HTTP headers lookup
What the HTTP headers lookup shows
Submit a URL and inspect the response headers from a normal GET through this platform's fetch path. You will see protocol-level facts such as cache-control, content-type, redirect targets (location), transport negotiation hints, security policies (strict-transport-security, content-security-policy, x-frame-options), and bot directives (x-robots-tag). Headers explain why a CDN caches aggressively, why a frame refuses to embed, or why a crawler sees noindex even when HTML looks fine.
When to use it
Use it when SEO tools disagree about indexing, when browsers loop through redirects, when assets never refresh despite deploys, or when security auditors ask for proof of HSTS preload readiness. Pair with Meta tags checker because robots directives can live in headers instead of <meta> tags. Pair with URL redirect checker when chains get long.
Worked example
Marketing says the PDF moved. Headers lookup shows 301 with cache-control: max-age=86400 at the CDN edge while origin sends 302. You now know browsers might reuse the first hop decision for a day. Purge the CDN or shorten TTL before chasing application bugs.

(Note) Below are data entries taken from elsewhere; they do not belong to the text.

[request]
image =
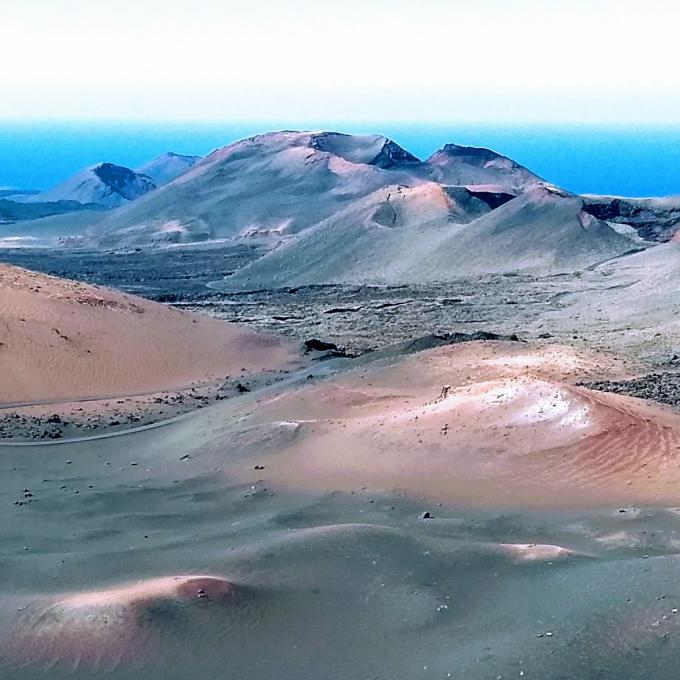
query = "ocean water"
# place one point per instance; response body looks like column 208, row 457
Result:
column 621, row 160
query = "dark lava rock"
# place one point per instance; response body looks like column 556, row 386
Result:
column 315, row 345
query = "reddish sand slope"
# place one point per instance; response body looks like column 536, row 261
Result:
column 483, row 424
column 99, row 629
column 61, row 339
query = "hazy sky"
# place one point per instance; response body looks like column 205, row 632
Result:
column 429, row 60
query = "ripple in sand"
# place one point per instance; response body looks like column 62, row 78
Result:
column 98, row 630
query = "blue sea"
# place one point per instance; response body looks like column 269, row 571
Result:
column 621, row 160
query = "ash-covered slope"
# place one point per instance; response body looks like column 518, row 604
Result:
column 168, row 166
column 434, row 234
column 654, row 219
column 62, row 339
column 466, row 165
column 105, row 184
column 268, row 185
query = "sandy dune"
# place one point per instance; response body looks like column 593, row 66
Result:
column 476, row 424
column 97, row 630
column 61, row 340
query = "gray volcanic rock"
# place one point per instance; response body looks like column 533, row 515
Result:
column 14, row 211
column 104, row 184
column 466, row 165
column 654, row 219
column 266, row 186
column 168, row 166
column 431, row 234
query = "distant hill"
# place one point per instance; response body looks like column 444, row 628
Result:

Frequently asked questions
Is this identical to DevTools Network?
Similar intent. DevTools runs on your machine with your cookies; this tool runs remotely with different TLS fingerprints and no logged-in session unless you pass credentials (do not paste secrets).
Why is Content-Encoding odd?
Proxies may decompress bodies but preserve encoding labels. Compare byte sizes with curl if you need raw wire proof.
Can I see HTTP/2 specifics?
Hop-by-hop frames are not listed here. Use HTTP/2 Checker for protocol family confirmation plus this tool for semantic headers.
Does header order matter?
HTTP/2 multiplexes differently than HTTP/1.1, but security scanners still read semantic values regardless of order.